#random #substitution #lookup-tables #zip-archive #txt-file #file-format #mad-lib

bin+lib twas

A text substitution application for using random look-up tables to generate text in a manner similar to the Mad Libs game

1 stable release

1.0.0 Nov 11, 2023

#343 in Text processing

MPL-2.0 license

99KB
1.5K SLoC

TWAS - The random text substitution app and library

Twas the night before ${holiday} and all through the ${building}, not a creature was stirring, not even ${{id: animal, aan: true}}.

Twas the night before Halloween and all through the barn, not a creature was stirring, not even an elephant.

TWAS (acronym for Text With Arbitrary Substitutions) is a text substitution tool for replacing identifiers such as ${animal} with randomly selected items from lists of random word/phrase look-up tables.

About

twas is a randomized text substitution tool for generating random stories, game events, and other miscellany. Given a text prompt and one or more look-up tables, twas will replace any ${...} prompts with randomly selected text from the look-up tables. If the selected text also contains ${...} prompts, then these will also be replaced (recursively).
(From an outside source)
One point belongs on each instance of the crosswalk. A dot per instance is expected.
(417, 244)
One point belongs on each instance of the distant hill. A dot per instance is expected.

In this way, twas can generate complex stories or descriptions from a few simple tables.

How to Install

Installing the twas app

Assuming you have installed cargo on your computer, simply rung the following command to install (or update) the twas CLI app:

 cargo install twas --features=app

Installing the twas library

In your Cargo.toml file, simply add the following to your dependencies section:

[dependencies]
twas="1"

Usage

To use twas, you must first define one or more random look-up tables to reference in your substitution text. Look-up tables can be in any of the following format (format details described below under Random Look-up Table Formats): plain text (.txt), comma-separated values (.csv), JSON (.json), and YAML (.yml or .yaml). Multiple files can be loaded together. You can also include a directory, which twas will recursively scan for supported file formats and load then, prefixing their IDs with the filepath relative to the provided directory. .zip files can also be included and will be treated similar to directories.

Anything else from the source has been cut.